The tuple in the present disclosure is used to form a conversational sentence of the first party during the second conversation. That is, the tuple set in the present disclosure is basic data for implementing a conversation, and the present disclosure can assist the first party in completing the conversation with the first party and can implement a human-machine conversation with the first party by forming the basic data. Specifically, in the second conversation process, based on the current conversation statement of the second conversation party, the corresponding multi-element group is selected from the multi-element group set, and the current conversation statement of the first conversation party is formed according to the selected multi-element group. The second session in this disclosure may refer to the current session of the first and second parties. That is, the present disclosure may utilize historical conversations to form the underlying data for implementing the conversation, such that during a conversation between a first party and a second party, the first party may be caused to complete its conversation with the second party based on the underlying data.

According to the conversation statement extraction method and device, the first entity, the second entity and the entity relation extracted from the conversation statement are utilized to form the multi-element group, the entity relation can clearly express the relation between the first entity and the second entity, therefore, the multi-element group can better describe the structure of the conversation statement, and therefore in the conversation process of the first conversation party and the second conversation party, the first entity and the entity relation can be usually extracted from the conversation statement of the second conversation party, therefore, the matched multi-element group can be conveniently obtained by utilizing the extracted first entity and entity relation, and the conversation statement of the first conversation party can be conveniently formed through the matched multi-element group, so that the conversation of the first conversation party and the second conversation party is completed. Therefore, the technical scheme provided by the disclosure is beneficial to realizing the conversation with the user with high efficiency and high quality and improving the conversation experience of the user.

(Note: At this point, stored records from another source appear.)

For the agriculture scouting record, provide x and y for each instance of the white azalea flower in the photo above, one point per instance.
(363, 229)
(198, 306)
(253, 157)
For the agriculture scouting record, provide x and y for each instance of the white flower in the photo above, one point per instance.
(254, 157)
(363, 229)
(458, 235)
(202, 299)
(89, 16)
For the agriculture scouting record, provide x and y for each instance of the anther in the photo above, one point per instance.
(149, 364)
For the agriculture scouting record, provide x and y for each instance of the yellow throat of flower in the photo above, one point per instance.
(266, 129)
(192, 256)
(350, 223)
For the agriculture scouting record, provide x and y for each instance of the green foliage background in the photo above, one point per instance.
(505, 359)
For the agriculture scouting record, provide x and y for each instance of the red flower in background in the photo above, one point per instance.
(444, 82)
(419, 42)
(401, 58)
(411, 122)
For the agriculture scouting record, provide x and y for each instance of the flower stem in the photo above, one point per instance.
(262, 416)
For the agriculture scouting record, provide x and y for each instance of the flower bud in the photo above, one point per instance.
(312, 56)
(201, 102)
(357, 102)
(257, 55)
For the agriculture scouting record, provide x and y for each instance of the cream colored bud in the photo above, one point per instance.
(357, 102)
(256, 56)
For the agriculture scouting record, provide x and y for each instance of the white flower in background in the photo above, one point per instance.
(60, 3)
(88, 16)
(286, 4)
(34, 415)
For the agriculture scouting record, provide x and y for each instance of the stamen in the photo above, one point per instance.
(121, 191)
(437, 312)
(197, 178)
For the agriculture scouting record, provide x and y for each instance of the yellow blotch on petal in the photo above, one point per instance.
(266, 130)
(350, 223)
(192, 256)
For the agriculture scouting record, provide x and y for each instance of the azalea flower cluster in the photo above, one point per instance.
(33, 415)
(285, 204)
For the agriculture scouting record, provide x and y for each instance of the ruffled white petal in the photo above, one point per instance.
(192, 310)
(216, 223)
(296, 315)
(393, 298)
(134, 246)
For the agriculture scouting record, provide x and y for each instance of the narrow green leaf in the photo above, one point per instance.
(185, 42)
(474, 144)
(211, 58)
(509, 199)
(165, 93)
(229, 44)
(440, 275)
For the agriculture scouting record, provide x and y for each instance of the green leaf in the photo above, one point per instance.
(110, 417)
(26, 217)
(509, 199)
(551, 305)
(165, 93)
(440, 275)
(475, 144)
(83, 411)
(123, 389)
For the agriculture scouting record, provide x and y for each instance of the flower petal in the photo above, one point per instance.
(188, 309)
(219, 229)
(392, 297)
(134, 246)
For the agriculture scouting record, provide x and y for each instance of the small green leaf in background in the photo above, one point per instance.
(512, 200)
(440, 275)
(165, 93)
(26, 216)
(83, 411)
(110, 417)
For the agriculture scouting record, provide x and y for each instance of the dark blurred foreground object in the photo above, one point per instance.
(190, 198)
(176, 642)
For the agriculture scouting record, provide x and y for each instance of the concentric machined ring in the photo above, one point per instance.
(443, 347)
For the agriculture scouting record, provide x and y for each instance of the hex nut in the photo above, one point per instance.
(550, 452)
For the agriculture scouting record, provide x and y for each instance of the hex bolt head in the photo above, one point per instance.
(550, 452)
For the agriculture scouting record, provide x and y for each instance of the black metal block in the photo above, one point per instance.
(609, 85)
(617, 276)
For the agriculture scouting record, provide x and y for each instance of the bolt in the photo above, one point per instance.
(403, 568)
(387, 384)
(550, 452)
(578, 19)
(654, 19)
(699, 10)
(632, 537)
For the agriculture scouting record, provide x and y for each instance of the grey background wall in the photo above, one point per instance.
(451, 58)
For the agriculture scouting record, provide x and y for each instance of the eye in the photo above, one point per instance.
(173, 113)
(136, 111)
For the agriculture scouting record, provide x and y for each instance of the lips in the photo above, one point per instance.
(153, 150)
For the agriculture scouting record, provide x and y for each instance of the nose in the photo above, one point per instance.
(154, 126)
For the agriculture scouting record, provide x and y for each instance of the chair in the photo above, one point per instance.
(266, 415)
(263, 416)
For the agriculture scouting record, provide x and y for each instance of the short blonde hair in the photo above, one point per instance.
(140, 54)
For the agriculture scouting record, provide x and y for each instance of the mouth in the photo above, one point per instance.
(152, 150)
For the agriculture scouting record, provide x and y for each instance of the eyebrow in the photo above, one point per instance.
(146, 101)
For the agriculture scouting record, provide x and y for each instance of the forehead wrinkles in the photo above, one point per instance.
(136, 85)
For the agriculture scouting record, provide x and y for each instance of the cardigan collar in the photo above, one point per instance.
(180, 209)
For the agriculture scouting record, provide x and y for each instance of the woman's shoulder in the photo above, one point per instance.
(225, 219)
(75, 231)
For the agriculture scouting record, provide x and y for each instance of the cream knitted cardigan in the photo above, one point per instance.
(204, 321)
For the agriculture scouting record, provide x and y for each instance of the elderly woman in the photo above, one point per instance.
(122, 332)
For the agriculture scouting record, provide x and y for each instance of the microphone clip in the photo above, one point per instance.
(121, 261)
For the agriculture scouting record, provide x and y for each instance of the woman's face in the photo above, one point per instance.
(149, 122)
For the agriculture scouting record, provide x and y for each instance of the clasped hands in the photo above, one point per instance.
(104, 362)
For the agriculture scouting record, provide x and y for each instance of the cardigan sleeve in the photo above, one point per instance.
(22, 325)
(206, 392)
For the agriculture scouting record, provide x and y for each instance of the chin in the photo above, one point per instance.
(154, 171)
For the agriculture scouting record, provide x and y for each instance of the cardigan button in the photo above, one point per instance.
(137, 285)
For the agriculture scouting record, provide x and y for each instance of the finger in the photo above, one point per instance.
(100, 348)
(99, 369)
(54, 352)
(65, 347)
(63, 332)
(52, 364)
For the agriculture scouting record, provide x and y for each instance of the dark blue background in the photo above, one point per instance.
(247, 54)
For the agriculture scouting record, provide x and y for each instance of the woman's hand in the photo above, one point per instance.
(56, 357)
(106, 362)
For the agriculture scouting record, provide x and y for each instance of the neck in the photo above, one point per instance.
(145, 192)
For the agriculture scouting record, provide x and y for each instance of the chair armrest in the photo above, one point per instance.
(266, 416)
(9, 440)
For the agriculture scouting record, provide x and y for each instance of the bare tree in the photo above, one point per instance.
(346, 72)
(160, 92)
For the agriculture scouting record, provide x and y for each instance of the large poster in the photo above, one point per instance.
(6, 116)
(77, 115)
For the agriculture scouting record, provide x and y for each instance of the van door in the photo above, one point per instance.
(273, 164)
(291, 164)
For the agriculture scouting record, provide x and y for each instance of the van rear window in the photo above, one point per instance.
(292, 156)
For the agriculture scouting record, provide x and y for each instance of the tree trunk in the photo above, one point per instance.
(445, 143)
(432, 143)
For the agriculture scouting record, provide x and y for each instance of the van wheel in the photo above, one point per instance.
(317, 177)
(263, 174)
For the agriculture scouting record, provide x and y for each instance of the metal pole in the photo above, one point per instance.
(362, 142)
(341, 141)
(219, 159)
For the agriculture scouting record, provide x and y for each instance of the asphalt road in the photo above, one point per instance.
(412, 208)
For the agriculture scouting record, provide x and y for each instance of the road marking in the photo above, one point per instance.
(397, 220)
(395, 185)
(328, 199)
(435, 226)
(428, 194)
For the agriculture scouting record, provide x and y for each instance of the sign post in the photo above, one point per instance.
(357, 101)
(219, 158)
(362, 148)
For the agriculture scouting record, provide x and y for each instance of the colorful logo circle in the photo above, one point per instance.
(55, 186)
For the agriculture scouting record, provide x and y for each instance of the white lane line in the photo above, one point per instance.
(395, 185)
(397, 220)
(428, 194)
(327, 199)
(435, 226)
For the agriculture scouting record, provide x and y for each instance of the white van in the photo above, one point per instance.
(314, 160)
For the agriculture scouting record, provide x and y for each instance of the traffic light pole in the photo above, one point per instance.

In one optional example, the process of the present disclosure to identify a first entity, a second entity, and an entity relationship in a conversational statement may be: the method includes the steps of firstly performing entity relationship identification processing on a conversation sentence (for example, performing entity relationship identification processing by using a corresponding model) to obtain an entity relationship of the conversation sentence, and then performing entity identification processing on the conversation sentence (for example, performing entity identification processing by using a corresponding model) according to the obtained entity relationship of the conversation sentence to obtain a first entity and a second entity in the conversation sentence.

According to the method and the device, the entity relationship of the conversation statement is obtained firstly, and then the first entity and the second entity in the conversation statement are obtained by utilizing the entity relationship, so that the influence on entity identification due to the flexibility and the variety of the entities in the conversation statement is avoided, and the first entity and the second entity in the conversation statement can be conveniently and accurately positioned.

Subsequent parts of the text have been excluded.